The first rows were reserved for the nurses and the moment the procession entered, each girl in uniform, each one crowned by her nurse's cap, her badge of office. We rose as one man to do them honor, and as the last one reached her seat, and we settled in our places again, the organ began the opening notes of one of the oldest of our carols. Slowly down the middle aisle, marching from the back of the auditorium, came 20 other girls singing softly, our own nurses, in full uniform, each holding high a lighted candle, while through the auditorium floated the familiar strains of "Silent Night." On the opposite side of the stage a curtain was slowly drawn, and we saw three lovely young musicians, all in shimmering white evening gowns. They played very softly in unison with the organ -- a harp, a cello and a violin. I am quite sure I was not the only old sissy there whose eyes were filled with tears. I have always like the harp, and I love to watch the grace of a
skillful player. I was especially fascinated by this young harpist. She played extraordinarily well, as if she loved it. Her slender fingers flickered across the strings, and as the nurses sang, her face, made beautiful by a mass of auburn hair, was upturned as if the world that moment were a wonderful and holy place.

When the short program was over, I sat alone, there came running down the aisle a woman whom I did not know. She came to me with arms outstretched. "Oh, you sw her," she cried. "You must have recognized your baby. That was my daughter who played the harp and I saw you watching her. Don't you remember the little girl who was born with only one good leg 17 years ago? We tried everything else first, but now she has a whole artificial leg on that side but you would never know it, would you? She can walk, she can swim, and she can almost dance. But, best of all, through all those years when she couldn't do those things, she learned to use her hands so wonderfully. She is going to be one of the world's great harpists. She is my whole life, and now she is so happy."

As we spoke, this sweet young girl had quietly approached us, her eyes glowing, and now she stood beside me. "This is your first doctor, my dear, our doctor," her mother said. Her voice trembled. I could see her literally swept back, as I was, through all the years of heartache to the day when I told her what she had to face. "He was the first one to tell me about you. He brought you to me."

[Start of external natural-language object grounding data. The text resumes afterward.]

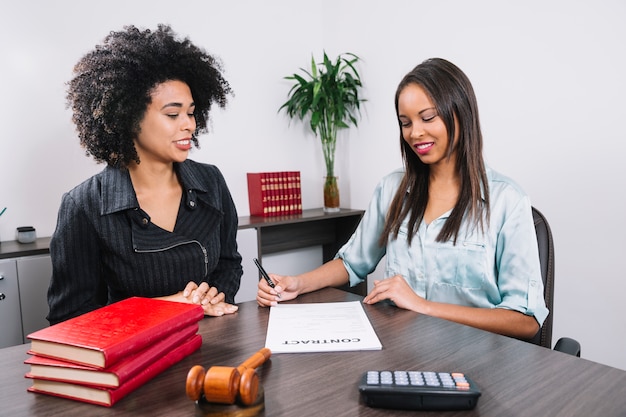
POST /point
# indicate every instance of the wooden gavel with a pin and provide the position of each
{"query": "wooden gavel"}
(225, 384)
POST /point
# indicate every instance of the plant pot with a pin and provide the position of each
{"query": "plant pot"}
(331, 195)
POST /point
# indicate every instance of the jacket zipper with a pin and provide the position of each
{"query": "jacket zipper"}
(204, 251)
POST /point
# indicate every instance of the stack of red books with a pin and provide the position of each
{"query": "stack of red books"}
(101, 356)
(274, 193)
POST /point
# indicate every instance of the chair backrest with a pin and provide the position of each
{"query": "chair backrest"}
(546, 258)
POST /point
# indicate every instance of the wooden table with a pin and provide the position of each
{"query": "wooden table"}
(516, 378)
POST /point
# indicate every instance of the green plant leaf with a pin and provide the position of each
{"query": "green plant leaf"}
(329, 97)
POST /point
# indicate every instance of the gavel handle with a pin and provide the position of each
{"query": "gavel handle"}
(256, 360)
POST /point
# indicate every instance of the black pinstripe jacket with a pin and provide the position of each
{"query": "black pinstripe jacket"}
(105, 248)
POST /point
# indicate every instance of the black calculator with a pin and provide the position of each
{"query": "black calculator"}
(418, 390)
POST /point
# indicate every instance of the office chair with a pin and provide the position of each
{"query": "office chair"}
(546, 258)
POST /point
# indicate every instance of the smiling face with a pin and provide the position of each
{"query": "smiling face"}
(168, 125)
(422, 128)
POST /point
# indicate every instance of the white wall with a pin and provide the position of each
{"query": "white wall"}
(549, 78)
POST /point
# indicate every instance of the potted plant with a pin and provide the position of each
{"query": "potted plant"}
(328, 96)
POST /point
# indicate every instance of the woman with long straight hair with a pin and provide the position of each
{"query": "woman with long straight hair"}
(458, 237)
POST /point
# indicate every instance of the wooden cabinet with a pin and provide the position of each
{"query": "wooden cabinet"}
(25, 271)
(10, 316)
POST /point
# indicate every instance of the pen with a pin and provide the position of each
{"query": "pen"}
(264, 274)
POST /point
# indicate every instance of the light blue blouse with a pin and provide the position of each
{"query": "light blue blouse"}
(496, 269)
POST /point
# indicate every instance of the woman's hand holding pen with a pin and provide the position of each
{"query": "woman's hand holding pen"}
(285, 288)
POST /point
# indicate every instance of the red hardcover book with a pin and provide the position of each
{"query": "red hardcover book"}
(273, 193)
(258, 194)
(298, 193)
(108, 397)
(102, 337)
(113, 377)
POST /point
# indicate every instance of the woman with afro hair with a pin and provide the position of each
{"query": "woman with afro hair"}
(152, 223)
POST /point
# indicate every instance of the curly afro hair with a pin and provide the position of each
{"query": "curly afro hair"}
(111, 89)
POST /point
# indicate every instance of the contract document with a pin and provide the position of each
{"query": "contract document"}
(320, 327)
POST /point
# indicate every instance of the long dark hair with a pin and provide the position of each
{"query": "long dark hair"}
(452, 93)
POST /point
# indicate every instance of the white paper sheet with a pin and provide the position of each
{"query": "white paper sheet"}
(320, 327)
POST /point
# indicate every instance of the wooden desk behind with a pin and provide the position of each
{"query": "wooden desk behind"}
(516, 378)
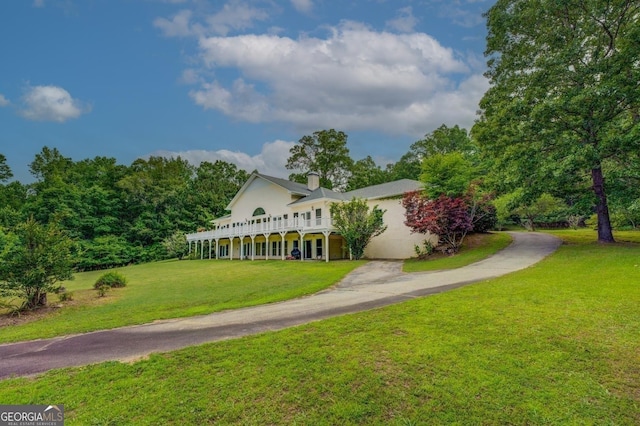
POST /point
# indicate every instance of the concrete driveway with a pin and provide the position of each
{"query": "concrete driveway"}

Impulsively I took the child in my arms. Across her warm young shoulder I saw the creeping clock of the delivery room 17 years before. I lived again those awful moments when her life was in my hand, when I had decided on deliberate infanticide. "You never will know, my dear," I said, "you never will know, nor will anyone else in all the world, just what tonight has meant to me. Go back to your harp for a moment, please -- and play "Silent Night" for me alone. I have a load on my shoulders that no one has ever seen, a load that only you can take away."

Perhaps her mother knew what was in my mind. And as the last strains of "Silent Night, Holy Night" faded again, I think I found the answer, and the comfort, I had waited for so long.